Wednesday, March 16, 2011

Choices and Decisions

I have a fabulous intern (student teacher) working in my classroom this semester. As always, working with an intern pushes me to think more deeply about why I do what I do.

Last week one of my dramatic little darlings got quite upset. She was frustrated by some friends and when we tried to smooth things out it just made things worse. She removed herself from the situation, but in a loud, stompy way. She headed over to our 'quiet spot' and shoved the chair and desk around. I told her I would count to 3 and if she did not stop the interruptions she would have to leave our room. I counted to 3 and she stopped, but as she sat down she shoved a stack of sentence strips around one last time.

I chose to let that go. She sat at that desk and cried (an exceptionally fake cry) for a few minutes. Then she sulked for another minute or so. Then she asked me if she could return to her math. I said that was up to her because she was the one who had decided to leave her math. She went back and worked with her classmates beautifully, including numerous high fives.
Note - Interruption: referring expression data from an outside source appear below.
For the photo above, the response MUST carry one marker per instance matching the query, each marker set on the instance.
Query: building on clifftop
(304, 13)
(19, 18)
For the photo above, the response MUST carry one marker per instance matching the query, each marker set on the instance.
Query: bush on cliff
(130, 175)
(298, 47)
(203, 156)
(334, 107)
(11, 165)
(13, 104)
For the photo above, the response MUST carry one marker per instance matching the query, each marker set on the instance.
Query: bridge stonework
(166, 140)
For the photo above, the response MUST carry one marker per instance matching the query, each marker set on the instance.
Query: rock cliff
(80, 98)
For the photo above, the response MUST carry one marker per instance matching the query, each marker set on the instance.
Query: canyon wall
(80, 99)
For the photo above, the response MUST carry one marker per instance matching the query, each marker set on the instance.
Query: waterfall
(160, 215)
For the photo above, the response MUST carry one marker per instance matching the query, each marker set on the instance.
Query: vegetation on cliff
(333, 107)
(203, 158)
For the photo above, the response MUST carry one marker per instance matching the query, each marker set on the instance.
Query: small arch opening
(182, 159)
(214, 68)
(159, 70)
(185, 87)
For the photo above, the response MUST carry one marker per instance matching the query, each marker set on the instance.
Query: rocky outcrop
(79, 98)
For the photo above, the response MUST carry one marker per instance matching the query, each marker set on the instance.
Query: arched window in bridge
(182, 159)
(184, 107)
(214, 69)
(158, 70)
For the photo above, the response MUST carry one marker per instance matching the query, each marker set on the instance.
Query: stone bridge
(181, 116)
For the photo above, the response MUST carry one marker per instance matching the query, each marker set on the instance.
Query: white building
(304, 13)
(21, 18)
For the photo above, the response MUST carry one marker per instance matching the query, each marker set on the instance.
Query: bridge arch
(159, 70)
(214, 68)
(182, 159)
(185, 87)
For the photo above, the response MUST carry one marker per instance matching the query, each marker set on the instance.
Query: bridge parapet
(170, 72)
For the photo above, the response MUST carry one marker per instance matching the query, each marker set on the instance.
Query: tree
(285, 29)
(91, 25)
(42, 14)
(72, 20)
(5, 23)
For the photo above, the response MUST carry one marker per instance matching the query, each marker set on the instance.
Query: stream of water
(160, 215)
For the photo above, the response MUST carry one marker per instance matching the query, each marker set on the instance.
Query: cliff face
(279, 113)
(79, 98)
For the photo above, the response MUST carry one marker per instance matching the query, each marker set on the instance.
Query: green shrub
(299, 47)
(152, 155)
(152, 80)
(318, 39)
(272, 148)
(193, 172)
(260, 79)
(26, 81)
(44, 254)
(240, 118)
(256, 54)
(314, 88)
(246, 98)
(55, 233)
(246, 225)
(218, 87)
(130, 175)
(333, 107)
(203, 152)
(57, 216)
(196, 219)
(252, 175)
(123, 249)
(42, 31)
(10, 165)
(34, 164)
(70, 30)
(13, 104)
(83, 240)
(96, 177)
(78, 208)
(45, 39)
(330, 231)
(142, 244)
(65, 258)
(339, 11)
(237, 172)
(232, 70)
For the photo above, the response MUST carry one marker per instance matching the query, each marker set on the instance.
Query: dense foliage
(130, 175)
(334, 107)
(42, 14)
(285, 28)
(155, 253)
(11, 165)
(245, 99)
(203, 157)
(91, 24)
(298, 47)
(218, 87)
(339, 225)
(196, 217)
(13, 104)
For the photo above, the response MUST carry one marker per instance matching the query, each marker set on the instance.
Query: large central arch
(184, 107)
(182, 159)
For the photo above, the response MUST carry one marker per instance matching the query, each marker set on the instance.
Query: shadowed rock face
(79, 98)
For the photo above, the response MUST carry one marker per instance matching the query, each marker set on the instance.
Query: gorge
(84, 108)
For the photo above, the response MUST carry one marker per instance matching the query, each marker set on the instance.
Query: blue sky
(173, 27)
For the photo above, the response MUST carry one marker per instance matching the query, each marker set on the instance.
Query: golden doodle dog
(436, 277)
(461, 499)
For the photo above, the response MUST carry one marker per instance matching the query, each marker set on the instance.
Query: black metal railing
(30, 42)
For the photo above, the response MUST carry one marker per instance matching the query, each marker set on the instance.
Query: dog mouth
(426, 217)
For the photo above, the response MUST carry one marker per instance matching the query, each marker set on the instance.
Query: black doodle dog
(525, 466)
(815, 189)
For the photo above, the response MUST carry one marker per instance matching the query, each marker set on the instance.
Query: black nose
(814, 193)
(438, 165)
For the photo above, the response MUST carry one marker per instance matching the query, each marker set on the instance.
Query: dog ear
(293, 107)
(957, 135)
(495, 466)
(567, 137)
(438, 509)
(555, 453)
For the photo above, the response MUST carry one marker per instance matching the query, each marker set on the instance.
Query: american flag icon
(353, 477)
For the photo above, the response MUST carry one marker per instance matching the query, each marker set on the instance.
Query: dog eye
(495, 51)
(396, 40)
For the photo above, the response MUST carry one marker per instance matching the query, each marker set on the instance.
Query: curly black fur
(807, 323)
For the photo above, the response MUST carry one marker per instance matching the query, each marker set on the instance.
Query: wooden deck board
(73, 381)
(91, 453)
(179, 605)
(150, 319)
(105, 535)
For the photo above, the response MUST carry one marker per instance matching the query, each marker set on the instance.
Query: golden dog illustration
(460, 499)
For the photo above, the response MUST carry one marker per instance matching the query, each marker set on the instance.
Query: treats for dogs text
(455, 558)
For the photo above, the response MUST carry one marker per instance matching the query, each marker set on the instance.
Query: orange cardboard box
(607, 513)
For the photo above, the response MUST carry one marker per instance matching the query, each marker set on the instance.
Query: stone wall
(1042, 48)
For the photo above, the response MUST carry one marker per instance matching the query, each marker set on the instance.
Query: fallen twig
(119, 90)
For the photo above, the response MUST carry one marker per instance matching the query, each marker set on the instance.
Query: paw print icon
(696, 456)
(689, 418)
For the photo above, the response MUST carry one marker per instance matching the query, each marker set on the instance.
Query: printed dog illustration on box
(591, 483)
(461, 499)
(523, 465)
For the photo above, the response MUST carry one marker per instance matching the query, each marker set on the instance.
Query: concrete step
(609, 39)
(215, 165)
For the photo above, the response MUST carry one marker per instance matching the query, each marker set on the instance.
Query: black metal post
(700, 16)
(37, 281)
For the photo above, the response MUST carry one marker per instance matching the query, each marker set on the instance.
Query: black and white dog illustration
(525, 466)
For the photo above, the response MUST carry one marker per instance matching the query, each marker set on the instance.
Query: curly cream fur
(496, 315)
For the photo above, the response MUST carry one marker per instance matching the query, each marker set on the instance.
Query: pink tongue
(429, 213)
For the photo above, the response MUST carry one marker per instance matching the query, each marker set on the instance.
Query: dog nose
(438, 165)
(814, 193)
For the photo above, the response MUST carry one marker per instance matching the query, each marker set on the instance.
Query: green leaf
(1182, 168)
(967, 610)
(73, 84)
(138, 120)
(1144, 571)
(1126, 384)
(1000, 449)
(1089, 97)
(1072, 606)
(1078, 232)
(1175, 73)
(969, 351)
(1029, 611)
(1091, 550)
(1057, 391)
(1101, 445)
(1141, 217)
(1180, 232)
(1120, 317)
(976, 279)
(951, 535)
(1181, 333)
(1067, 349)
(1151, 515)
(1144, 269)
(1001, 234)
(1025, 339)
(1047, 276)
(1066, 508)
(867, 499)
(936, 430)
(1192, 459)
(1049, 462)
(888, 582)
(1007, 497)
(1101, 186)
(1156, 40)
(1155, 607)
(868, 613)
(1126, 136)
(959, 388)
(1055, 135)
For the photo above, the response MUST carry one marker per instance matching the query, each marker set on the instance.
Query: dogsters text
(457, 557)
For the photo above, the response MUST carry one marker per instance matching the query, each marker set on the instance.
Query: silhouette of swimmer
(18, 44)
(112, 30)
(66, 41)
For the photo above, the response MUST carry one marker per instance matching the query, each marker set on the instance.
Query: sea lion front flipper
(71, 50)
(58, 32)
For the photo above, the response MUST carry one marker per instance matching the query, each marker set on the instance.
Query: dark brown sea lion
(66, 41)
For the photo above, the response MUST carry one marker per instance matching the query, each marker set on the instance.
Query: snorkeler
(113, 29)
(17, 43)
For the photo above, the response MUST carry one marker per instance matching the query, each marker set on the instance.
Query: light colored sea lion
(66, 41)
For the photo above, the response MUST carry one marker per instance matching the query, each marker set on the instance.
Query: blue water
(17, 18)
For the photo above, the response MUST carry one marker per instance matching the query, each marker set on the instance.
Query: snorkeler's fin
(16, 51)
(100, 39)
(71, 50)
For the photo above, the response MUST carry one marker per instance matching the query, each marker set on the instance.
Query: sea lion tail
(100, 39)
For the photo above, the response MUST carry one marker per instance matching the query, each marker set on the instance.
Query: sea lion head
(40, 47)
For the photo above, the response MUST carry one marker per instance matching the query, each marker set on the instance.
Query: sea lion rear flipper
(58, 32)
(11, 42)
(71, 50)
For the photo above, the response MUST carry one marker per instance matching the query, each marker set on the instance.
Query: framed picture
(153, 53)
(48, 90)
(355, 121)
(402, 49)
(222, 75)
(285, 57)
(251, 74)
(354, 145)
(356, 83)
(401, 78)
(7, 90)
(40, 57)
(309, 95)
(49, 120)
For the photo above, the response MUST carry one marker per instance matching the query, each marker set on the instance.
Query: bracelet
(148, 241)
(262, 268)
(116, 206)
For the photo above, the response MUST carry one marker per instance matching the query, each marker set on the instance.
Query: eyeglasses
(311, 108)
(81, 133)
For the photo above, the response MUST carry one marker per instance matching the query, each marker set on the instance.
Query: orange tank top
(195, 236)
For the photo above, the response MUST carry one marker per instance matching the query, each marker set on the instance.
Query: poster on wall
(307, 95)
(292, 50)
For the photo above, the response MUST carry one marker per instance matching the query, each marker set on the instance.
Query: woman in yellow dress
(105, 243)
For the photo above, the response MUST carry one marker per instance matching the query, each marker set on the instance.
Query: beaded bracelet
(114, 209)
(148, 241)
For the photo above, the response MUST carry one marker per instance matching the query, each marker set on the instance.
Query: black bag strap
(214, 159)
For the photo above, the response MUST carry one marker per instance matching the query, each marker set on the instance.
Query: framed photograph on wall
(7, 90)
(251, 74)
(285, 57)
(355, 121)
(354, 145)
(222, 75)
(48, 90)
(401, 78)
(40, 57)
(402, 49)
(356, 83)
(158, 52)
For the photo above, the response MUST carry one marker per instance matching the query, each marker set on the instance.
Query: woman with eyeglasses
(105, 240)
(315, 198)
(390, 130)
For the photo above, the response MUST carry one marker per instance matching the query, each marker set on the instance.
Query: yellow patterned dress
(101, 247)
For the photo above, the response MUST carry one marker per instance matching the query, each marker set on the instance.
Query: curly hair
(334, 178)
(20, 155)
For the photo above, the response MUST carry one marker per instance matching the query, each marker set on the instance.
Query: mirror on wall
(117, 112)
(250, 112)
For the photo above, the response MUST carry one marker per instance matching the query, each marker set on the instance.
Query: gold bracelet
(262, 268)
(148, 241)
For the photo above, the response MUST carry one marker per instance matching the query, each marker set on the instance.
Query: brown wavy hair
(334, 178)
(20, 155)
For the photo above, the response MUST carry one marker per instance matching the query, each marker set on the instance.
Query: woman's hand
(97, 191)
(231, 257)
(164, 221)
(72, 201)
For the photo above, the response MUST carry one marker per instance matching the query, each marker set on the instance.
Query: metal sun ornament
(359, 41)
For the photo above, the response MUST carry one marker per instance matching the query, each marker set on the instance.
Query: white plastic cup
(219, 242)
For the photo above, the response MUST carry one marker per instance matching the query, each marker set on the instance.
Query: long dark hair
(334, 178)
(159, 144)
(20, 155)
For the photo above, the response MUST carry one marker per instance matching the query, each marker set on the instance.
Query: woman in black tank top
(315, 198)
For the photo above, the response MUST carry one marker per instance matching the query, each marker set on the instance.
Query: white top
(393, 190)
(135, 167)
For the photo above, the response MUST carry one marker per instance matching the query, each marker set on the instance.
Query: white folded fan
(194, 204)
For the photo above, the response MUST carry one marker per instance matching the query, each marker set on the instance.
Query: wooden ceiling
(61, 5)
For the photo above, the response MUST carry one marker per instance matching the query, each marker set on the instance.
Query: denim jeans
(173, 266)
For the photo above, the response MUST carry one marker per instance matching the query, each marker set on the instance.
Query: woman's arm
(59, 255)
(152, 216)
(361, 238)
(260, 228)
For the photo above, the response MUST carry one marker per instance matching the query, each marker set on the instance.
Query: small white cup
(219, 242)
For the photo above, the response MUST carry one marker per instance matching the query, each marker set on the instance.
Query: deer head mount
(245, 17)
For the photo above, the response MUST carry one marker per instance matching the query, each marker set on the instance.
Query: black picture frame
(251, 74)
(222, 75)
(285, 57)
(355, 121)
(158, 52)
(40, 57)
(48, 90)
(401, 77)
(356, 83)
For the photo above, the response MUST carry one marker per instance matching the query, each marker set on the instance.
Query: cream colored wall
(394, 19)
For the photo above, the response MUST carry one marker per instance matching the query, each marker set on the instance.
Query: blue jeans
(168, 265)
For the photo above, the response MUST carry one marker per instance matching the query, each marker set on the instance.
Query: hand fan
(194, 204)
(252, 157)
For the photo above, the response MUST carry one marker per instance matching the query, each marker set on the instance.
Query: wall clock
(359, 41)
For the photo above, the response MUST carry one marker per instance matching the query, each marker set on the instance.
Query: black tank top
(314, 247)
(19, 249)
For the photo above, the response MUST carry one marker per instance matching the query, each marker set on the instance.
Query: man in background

How did I know to let that last shove go? Why did I make that choice? I'm not sure. I do know, however, that the countless decisions teachers make each day can be so important. I owe it to my students to think about why a given decision worked out well or didn't.

Thirteen years of teaching, of making decisions every day, have increased my batting average. More of my decisions work out well now than did ten years ago. I owe it to my intern to try to explain what I've learned in that time.


The Science Goddess said...

I'm wondering if some of those types of things (like knowing when to push and when to let things go) can be imparted in a logical way. Or, are there some elements of expertise that become almost instinctual as you accumulate experience?

Jenny said...

Science Goddess, You ask a question I've been struggling greatly with lately. And one I've been discussing with a variety of people. It strikes me as a really important question.

teachermum said...

I think you were able to let it go because of a) teacher instint
b) experience c) learning to choose which battles you want to fight.
She gave you a lead and you refused to bite.
I wish we had blogs to read when we all started out teaching.
I wish I had teacher instince like yours every moment of my day.